Once the pivot point is determined and the Burow’s triangle is marked, we then mark out two arcs: one from the pivot point to the most distal edge of the defect and one from the pivot point to the midpoint of the defect. We use a piece of foil to measure the arc of rotation rather than a straight ruler as the curvature of the nose can add significant extra length to the pivot point. It is between these arcs that our lobes will be marked. The first flap is drawn the same size as the defect. Again, the foil from a suture packet can be used to make a template of the original defect for creation of the primary lobe to ensure adequate size. The second lobe is marked approximately 20% smaller than the original defect to ease in closure. A Burow’s triangle is extended from the second lobe to account for the eventual standing cone deformity. The angle between the defect and the secondary flap can be adjusted between 90 degrees and no more than 100 degrees to allow for the closure of the secondary defect to lie at the junction of aesthetic subunits.
Once the markings are complete, wide undermining in the sub-SMAS plane ensues prior to making any releasing incisions. The advantage to undermining in this plane is that it is relatively avascular, the blood supply to the flaps is preserved, and there is less postoperative “pincushioning” of the circular flaps compared to a subcutaneous dissection. Once widely undermined, the flaps are released along the markings, keeping the incisions between the two arcs. The flaps are gently rotated into position and the tension on the flap is assessed.

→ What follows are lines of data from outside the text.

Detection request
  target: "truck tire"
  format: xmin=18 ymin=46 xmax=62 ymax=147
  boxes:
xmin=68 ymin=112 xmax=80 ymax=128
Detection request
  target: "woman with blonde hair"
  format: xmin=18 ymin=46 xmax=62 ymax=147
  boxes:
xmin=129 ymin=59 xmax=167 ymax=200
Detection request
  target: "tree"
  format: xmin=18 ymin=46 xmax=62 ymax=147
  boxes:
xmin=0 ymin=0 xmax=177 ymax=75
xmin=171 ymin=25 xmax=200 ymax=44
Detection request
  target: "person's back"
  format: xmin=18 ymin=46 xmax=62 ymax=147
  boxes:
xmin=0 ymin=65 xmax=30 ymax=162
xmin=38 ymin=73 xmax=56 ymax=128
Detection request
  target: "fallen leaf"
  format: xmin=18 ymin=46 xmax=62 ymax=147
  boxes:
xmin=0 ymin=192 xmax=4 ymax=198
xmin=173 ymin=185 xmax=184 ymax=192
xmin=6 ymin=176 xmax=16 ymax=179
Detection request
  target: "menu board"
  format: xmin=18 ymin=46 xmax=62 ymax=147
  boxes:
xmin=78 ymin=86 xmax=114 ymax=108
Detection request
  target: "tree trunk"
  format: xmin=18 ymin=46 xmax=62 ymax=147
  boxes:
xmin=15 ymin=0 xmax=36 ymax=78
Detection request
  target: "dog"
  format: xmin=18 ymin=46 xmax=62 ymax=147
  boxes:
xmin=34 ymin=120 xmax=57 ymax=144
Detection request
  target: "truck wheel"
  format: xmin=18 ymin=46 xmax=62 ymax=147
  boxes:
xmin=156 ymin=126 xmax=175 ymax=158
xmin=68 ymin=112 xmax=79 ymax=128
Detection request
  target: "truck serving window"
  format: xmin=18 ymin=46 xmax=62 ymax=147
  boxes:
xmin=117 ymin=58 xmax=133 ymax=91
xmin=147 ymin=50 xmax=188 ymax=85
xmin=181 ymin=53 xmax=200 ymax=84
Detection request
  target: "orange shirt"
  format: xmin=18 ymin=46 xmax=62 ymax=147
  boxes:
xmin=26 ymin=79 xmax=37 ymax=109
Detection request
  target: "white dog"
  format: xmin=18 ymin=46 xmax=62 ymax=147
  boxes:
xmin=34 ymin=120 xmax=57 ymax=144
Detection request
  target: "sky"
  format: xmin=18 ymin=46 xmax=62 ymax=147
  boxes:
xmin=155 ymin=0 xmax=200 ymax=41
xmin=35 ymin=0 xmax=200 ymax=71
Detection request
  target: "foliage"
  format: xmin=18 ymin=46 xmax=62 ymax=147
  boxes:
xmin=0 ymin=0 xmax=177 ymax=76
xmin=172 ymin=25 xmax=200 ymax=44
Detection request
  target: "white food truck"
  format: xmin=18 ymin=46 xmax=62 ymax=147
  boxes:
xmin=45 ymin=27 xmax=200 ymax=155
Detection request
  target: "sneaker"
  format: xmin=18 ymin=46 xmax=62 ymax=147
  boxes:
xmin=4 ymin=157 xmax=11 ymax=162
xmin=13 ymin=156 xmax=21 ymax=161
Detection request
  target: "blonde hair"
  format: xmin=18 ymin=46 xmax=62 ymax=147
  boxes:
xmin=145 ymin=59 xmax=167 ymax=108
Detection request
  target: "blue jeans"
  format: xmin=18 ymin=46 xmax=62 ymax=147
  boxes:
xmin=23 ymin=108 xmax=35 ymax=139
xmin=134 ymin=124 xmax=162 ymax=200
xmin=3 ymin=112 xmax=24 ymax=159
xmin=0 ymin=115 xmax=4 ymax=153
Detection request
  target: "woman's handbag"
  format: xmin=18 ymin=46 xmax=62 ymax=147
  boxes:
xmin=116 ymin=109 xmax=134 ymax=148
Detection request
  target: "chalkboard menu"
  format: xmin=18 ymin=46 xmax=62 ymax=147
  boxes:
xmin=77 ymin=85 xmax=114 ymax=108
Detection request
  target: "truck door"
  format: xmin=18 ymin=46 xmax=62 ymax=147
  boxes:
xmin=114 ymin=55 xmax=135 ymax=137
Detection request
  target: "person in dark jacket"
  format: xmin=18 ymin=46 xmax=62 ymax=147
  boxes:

If there is too much tension, the releasing incision along the second lobe is lengthened beyond the lower arc, taking care not to narrow the base of the flap excessively. The incisions are then meticulously closed in layers. This flap is generally limited to defects no larger than 1.5 cm in diameter, as larger flaps will tend to distort surrounding structures when closing the primary and the resulting secondary defects.
In the superior nasal dorsal region, a transposition flap from the glabella works well to repair cutaneous defects. This region has abundant loose skin in comparison to the nasal dorsum and often a unilobed flap such as a banner or rhomboid flap can be used ( Figure 36-6 ). Scars may be oriented vertically to hide in existing glabellar rhytids in the region. Here, undermining is performed in the subcutaneous plane, taking care to avoid injury to the supratrochlear and supraorbital neurovascular bundles.